The Step 3 window showing all of the parameters for the test run you have done.

Click OK to run the tool.

Let’s talk about what is going on while the script is running:

  • The tool is using the Census data file you created to calculate population in each age group and the standard age structure.
  • The tool is calculating crude rates for each age category you specified. Once these are calculated, age adjusted rates (both smoothed and non-smoothed) are calculated for each age category and standard age structure.
  • If there are GeoIDs (census Identifiers in this case) that are missing, or cannot be recognized in census data, you will receive a warning.
  • All output file paths can be viewed under the Messages section in the Results window.
Results window showing all of the output paths.

Understanding the output

  1. Once the tool has completed all processes, 3 tables will be places in the Output folder you specified. These include:
    1. Two intermediate tables required for calculations which can be used for verification:
      1. PopAge_structure_state37.csv: This file includes the population for each geographic unit in the state of interest by age category. You defined these age categories when you set up the tool.
      2. Standard_Age_structure.csv: This file includes the proportion of the population in each age category in the standard year of choice. This age structure was calculated using the population data from the whole United States. The structure works as the weight when calculating the weighted average for age adjusted mortality rate.
    2. And the table with your results: age_adjust_NC_HeartDisease0608.csv
  1. Add the results table to ArcMap and open it up to see what has been produced.
    Age_adjust_rate: the non-smoothed rate per 100,000;
    SpBay_AAR: the spatially smoothed rate per 100,000;
    SpBay_2p5 & SpBay_97p5: the lower and upper boundaries for 95% confidence interval for spatially smoothed age adjusted rate.
    Baye_AAR: the smoothed rate per 100,000; and
    Baye_2p5 & Baye_97p5: the lower and upper boundaries for 95% confidence interval for smoothed age adjusted rate.
The Results table window showing all of the data.
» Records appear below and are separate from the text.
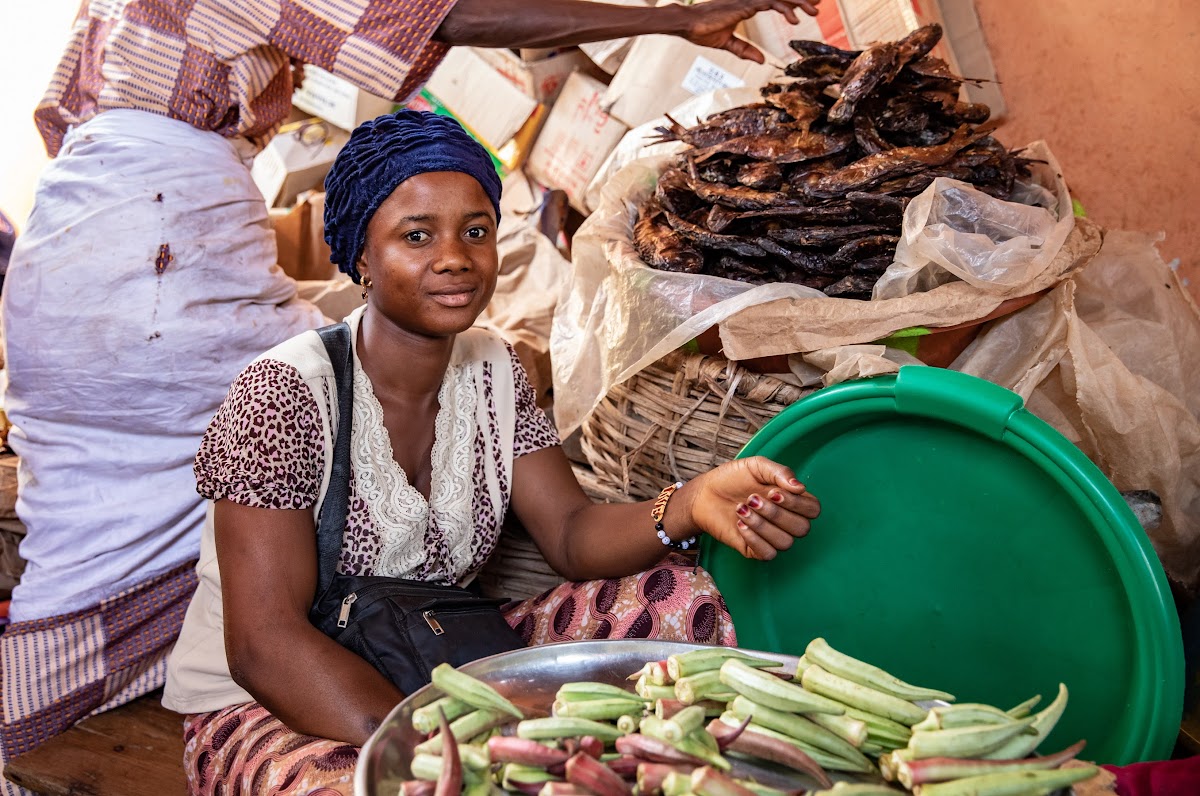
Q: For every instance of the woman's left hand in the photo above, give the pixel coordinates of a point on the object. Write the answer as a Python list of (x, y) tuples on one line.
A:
[(712, 23), (755, 506)]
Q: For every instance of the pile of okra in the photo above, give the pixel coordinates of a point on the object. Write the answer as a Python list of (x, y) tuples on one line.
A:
[(723, 722)]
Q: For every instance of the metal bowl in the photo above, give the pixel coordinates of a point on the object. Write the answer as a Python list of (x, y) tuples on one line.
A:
[(529, 677)]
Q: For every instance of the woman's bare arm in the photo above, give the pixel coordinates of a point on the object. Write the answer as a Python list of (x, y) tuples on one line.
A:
[(558, 23), (268, 561), (585, 540)]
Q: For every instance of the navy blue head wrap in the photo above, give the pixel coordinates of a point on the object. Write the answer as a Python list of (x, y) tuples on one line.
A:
[(382, 154)]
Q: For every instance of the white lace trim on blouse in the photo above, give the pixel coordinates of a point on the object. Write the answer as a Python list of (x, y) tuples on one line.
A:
[(403, 519)]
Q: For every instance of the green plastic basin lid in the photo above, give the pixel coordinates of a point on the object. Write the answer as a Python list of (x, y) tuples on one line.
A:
[(966, 545)]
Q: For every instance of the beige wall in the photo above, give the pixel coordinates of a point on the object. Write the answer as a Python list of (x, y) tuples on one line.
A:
[(1114, 88), (33, 45)]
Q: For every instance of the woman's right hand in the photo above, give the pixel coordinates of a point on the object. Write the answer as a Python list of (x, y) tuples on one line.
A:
[(755, 506)]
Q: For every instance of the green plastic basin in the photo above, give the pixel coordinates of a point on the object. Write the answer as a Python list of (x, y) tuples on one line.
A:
[(966, 545)]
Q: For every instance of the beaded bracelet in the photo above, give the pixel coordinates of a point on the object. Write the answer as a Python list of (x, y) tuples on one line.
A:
[(660, 507)]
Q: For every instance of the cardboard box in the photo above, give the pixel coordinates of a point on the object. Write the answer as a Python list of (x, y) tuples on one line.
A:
[(497, 113), (541, 78), (663, 71), (297, 160), (576, 139), (609, 54), (337, 101), (300, 238)]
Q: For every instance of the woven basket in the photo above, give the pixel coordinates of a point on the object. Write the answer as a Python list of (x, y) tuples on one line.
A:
[(517, 569), (678, 418)]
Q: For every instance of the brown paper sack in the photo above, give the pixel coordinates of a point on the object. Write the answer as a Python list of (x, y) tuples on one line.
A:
[(1111, 359)]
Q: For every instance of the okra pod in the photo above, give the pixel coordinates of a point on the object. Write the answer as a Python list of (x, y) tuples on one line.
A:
[(655, 750), (565, 728), (701, 686), (563, 789), (624, 765), (701, 744), (965, 714), (685, 722), (759, 789), (474, 756), (767, 689), (425, 719), (1043, 722), (649, 692), (796, 726), (756, 743), (864, 674), (690, 663), (1025, 708), (516, 777), (845, 726), (463, 729), (931, 770), (589, 773), (599, 710), (828, 684), (823, 758), (585, 690), (965, 741), (879, 725), (667, 707), (856, 789), (527, 753), (651, 776), (450, 777), (676, 784), (417, 788), (709, 782), (471, 690), (1009, 784)]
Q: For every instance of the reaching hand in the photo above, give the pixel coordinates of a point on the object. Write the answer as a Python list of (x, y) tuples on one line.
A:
[(713, 22), (754, 506)]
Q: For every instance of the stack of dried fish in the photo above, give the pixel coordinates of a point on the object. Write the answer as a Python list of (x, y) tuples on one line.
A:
[(810, 185)]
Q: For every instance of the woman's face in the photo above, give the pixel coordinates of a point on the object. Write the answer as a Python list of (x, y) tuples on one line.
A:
[(430, 253)]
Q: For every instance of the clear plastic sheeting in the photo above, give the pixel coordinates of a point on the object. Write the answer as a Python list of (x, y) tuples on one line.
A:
[(954, 231)]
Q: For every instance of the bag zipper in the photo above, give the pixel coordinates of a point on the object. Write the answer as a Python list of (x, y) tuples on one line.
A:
[(432, 622), (343, 616)]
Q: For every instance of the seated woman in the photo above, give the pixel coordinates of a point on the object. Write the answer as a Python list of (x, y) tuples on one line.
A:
[(445, 441)]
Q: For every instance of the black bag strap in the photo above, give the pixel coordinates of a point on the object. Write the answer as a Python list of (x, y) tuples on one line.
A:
[(331, 519)]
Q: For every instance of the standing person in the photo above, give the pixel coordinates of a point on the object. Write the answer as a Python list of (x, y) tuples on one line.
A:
[(445, 440), (145, 280)]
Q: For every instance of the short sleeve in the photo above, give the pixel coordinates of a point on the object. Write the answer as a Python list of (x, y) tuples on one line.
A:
[(264, 448), (534, 431)]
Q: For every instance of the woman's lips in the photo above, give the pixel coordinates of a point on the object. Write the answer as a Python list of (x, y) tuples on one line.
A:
[(454, 297)]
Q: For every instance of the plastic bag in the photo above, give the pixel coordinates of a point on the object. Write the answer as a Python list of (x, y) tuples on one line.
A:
[(954, 231)]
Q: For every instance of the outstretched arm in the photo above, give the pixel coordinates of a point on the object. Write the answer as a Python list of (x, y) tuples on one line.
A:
[(754, 506), (558, 23)]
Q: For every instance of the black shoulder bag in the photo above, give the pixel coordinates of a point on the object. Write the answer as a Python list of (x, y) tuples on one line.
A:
[(401, 627)]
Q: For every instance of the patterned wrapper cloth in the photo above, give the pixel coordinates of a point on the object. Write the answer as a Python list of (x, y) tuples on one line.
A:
[(246, 749)]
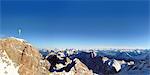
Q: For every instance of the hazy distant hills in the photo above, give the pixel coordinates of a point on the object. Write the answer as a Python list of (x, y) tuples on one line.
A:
[(18, 57)]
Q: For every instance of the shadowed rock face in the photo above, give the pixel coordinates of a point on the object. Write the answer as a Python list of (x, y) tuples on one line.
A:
[(27, 58)]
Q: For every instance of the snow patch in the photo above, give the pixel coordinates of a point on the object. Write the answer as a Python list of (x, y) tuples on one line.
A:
[(7, 67)]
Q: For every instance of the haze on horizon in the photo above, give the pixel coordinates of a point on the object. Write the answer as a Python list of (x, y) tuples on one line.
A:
[(78, 24)]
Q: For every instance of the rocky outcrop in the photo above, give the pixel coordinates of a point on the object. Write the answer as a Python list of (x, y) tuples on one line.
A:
[(25, 56), (78, 69)]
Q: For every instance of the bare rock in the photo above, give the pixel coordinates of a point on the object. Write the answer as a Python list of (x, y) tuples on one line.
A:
[(25, 56)]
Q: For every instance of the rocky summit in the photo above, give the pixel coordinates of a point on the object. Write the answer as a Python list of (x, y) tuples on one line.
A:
[(18, 57)]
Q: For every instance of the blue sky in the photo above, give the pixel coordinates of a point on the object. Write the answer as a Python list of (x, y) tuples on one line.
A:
[(78, 24)]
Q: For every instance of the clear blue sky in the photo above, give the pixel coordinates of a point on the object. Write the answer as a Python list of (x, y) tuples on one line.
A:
[(78, 24)]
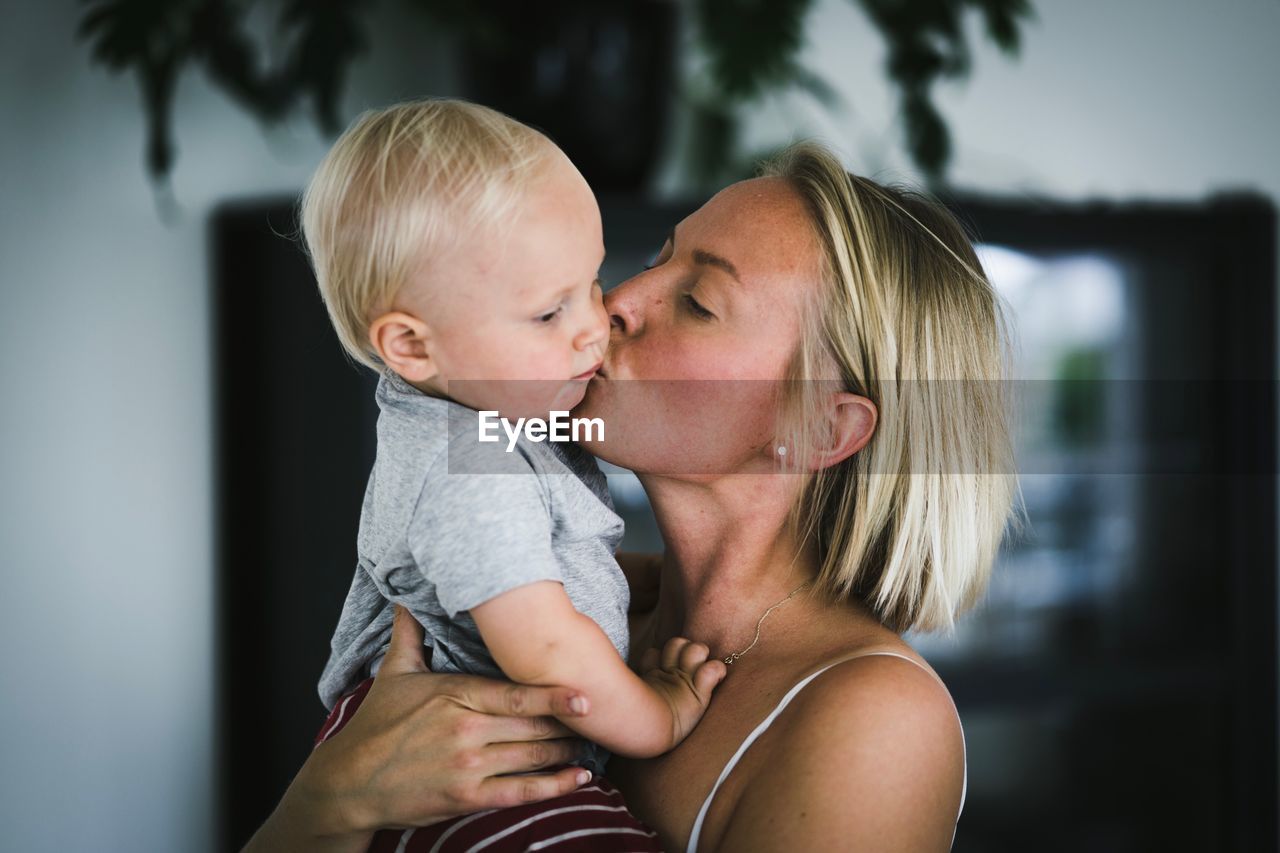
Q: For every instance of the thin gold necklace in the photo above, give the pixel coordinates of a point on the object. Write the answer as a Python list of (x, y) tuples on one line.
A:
[(790, 596)]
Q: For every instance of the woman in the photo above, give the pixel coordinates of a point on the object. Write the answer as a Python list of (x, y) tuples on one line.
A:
[(823, 482)]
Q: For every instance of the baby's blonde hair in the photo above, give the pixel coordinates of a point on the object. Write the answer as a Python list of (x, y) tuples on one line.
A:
[(905, 316), (397, 187)]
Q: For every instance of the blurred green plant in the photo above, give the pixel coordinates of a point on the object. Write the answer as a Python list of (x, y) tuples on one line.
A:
[(752, 50)]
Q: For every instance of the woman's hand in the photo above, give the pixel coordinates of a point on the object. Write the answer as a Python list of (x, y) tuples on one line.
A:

NSpUnreli: this field will be 0 when non-spatial Bayesian estimate is reliable.

SpUnreli: this field will be 0 when spatial Bayesian estimate is reliable.

Potential Alert Messages: When the width of the confidence interval (Upper limit – Lower limit) is larger than the estimate, the estimate is unreliable. These rates should NOT be mapped.

  1. Alert:Unreliable non-Spatial Bayesian Estimate!!!! – The empirical Bayesian estimate is not reliable in the region. In this case, NSpUnreli will be 1 and SpUnreli will be 0.
  2. Alert:Unreliable Spatial Bayesian Estimate!!!! – The spatial Bayesian Estimate is not reliable in the region. In this case, NSpUnreli will be 0 and SpUnreli will be 1.
  3. Alert:Unreliable Estimate!!!! – Both estimates are not reliable in the region. In this case, both NSpUnreli and SpUnreli will be 1.